We have gone through the provisions of ss. 44AA, 44AB, 271A and 271B of the Act. Maintenance of accounts is envisaged under s. 44AA and on failure to do so the assessee shall be guilty and liable to be penalised under s. 271A. Even after maintenance of books of account the obligation of the assessee does not come to an end. He is required to do something more, i.e., by getting the books of account audited by an accountant. But when a person commits an offence by not maintaining the books of account as contemplated by s. 44AA the offence is complete. After that there can be no possibility of any offence as contemplated by s. 44AB and, therefore, in our opinion, the imposition of penalty under s. 271B is erroneous. The Tribunal has overlooked this aspect of the matter. Of course, it is apparent from the records that the assessee failed to maintain the books of account as required under s. 44AA and for that penalty is prescribed under s. 271A. It is for the Tribunal to take action in accordance with law.

Similarly, the Hon’ble Allahabad High Court in the case of S.K. Gupta & Co, supra, held as under:-

“The submission of Sri Mahajan is misconceived for the reason that the requirement of getting the books of account audited could arise only where the books of accounts are maintained. If for some reason the assessee has not maintained the books of account the appropriate provision under which penalty proceedings can be initiated is under section 271A of the Act which recourse has also been taken by the assessee as would appear from the order of the Tribunal.

The Tribunal was, therefore, justified in upholding the order of the Commissioner of Income-tax (Appeals) cancelling the penalty imposed under section 271B of the Act.”

28.3 As the issue is squarely covered in favour of assessee and no contrary decision pointed out by Revenue, respectfully following the decision of these High Courts, we delete the penalty and reverse the orders of lower authorities. Similar are the facts in all these 16 appeals, hence taking a consistent view, all these 17 appeals relating to levy of penalty u/s.271B of the Act are allowed in favour of the assessee.

29. To sum up the result:-

ITA No.

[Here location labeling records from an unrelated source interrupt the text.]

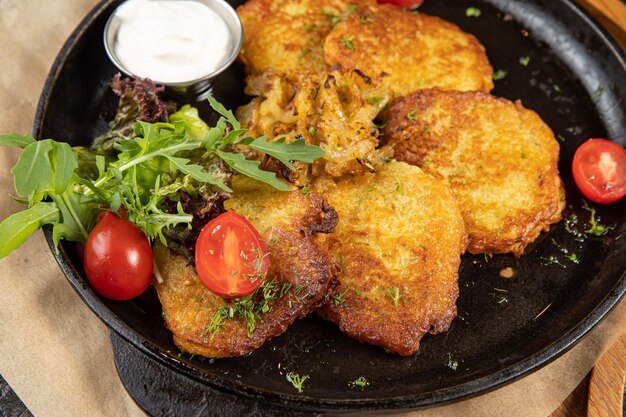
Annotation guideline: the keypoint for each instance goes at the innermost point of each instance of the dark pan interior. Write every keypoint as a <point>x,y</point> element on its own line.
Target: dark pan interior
<point>575,80</point>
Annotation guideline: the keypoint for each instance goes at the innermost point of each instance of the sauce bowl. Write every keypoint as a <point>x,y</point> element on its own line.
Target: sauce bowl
<point>198,87</point>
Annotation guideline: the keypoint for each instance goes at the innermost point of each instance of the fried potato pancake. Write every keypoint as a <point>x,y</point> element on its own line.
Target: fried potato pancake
<point>414,49</point>
<point>398,244</point>
<point>301,275</point>
<point>499,158</point>
<point>288,35</point>
<point>334,110</point>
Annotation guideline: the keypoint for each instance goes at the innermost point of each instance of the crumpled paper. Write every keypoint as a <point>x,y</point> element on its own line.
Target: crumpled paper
<point>55,353</point>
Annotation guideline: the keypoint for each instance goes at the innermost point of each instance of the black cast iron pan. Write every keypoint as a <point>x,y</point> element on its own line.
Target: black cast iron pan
<point>575,79</point>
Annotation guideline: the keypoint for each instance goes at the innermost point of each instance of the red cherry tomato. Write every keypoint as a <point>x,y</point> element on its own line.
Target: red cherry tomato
<point>118,258</point>
<point>231,258</point>
<point>599,168</point>
<point>403,3</point>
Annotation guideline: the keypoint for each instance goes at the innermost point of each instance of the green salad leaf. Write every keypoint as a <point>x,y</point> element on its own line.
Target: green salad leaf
<point>143,173</point>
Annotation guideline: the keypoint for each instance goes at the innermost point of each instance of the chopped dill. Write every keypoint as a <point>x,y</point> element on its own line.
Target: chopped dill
<point>361,382</point>
<point>374,100</point>
<point>346,41</point>
<point>304,52</point>
<point>399,186</point>
<point>249,308</point>
<point>366,18</point>
<point>284,289</point>
<point>499,75</point>
<point>339,297</point>
<point>472,12</point>
<point>551,260</point>
<point>573,257</point>
<point>342,262</point>
<point>297,381</point>
<point>394,294</point>
<point>452,364</point>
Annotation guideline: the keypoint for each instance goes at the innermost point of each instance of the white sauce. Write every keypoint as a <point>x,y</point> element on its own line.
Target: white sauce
<point>171,41</point>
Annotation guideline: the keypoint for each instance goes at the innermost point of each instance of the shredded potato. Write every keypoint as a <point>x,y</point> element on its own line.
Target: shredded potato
<point>333,110</point>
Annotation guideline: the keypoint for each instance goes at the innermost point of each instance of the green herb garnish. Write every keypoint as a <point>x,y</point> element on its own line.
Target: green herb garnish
<point>339,297</point>
<point>135,176</point>
<point>394,294</point>
<point>346,41</point>
<point>452,364</point>
<point>472,12</point>
<point>499,74</point>
<point>297,381</point>
<point>361,382</point>
<point>250,308</point>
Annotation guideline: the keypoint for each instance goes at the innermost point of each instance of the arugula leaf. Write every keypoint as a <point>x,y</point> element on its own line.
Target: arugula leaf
<point>17,140</point>
<point>76,215</point>
<point>230,117</point>
<point>16,228</point>
<point>297,150</point>
<point>195,127</point>
<point>196,172</point>
<point>239,163</point>
<point>33,172</point>
<point>63,165</point>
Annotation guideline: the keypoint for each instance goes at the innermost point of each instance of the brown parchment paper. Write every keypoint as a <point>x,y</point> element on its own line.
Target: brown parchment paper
<point>56,354</point>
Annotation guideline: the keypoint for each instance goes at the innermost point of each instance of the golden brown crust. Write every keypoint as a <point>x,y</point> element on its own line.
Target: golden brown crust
<point>288,35</point>
<point>284,221</point>
<point>415,50</point>
<point>398,228</point>
<point>500,159</point>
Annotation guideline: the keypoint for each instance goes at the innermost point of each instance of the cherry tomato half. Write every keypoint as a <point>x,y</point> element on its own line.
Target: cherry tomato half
<point>599,168</point>
<point>118,258</point>
<point>403,3</point>
<point>231,258</point>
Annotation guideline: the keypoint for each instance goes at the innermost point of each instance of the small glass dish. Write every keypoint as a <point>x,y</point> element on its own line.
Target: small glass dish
<point>199,87</point>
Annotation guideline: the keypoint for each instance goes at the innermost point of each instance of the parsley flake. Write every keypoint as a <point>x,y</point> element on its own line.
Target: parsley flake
<point>472,12</point>
<point>499,74</point>
<point>394,294</point>
<point>346,41</point>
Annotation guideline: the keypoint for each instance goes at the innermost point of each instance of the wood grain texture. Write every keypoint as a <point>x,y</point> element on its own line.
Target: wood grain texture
<point>611,14</point>
<point>606,385</point>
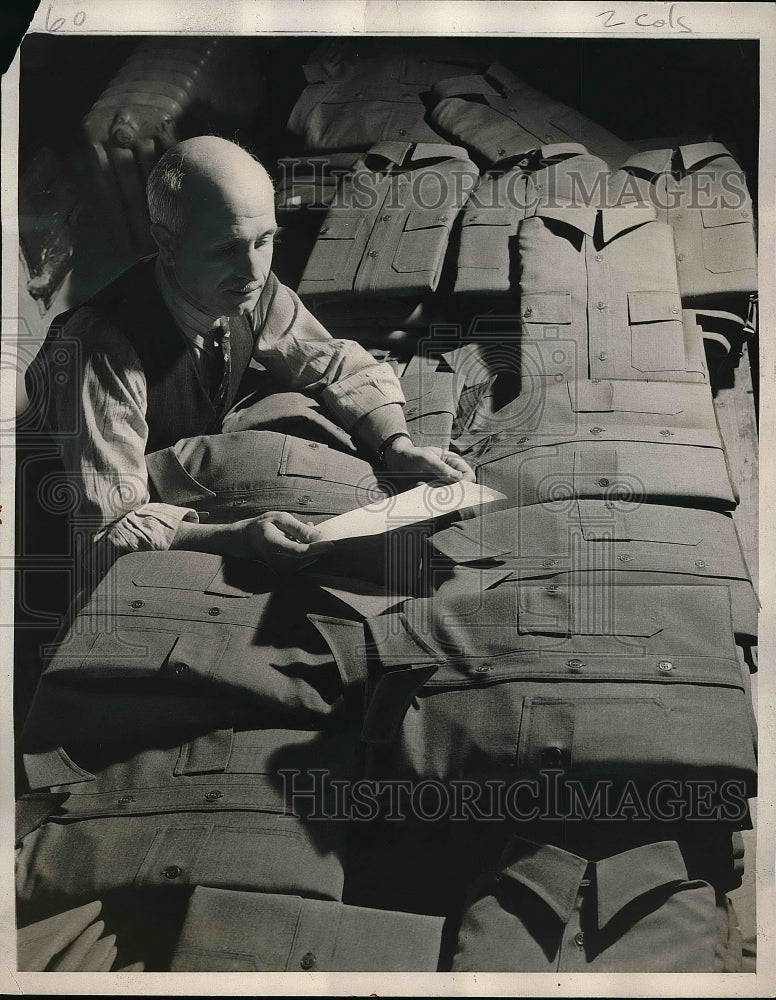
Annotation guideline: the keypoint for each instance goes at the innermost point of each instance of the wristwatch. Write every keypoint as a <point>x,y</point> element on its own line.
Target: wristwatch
<point>389,440</point>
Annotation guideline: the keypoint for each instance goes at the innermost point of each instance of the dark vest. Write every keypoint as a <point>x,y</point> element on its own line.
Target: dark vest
<point>178,403</point>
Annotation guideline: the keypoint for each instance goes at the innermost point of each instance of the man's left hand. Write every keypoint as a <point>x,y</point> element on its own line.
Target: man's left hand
<point>426,464</point>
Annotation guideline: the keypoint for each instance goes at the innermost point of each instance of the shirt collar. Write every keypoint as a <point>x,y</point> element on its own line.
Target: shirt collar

Assessment Year Result
2357/CHNY/2019 2007-08 Dismissed
2358/CHNY/2019 2008-09 Dismissed
2359/CHNY/2019 2009-10 Dismissed
2360/CHNY/2019 2010-11 Dismissed
2361/CHNY/2019 2011-12 Dismissed
2362/CHNY/2019 2012-13 Dismissed
2363/CHNY/2019 2013-14 Dismissed
2389/CHNY/2019 2007-08 Dismissed
2390/CHNY/2019 2008-09 Dismissed
2391/CHNY/2019 2009-10 Dismissed
2392/CHNY/2019 2010-11 Dismissed
2393/CHNY/2019 2011-12 Dismissed
2394/CHNY/2019 2012-13 Dismissed
2395/CHNY/2019 2013-14 Dismissed
2396/CHNY/2019 2007-08 Allowed
2397/CHNY/2019 2008-09 Allowed
2398/CHNY/2019 2009-10 Allowed
2399/CHNY/2019 2010-11 Allowed

Order pronounced in the court on 20th May, 2022 at Chennai.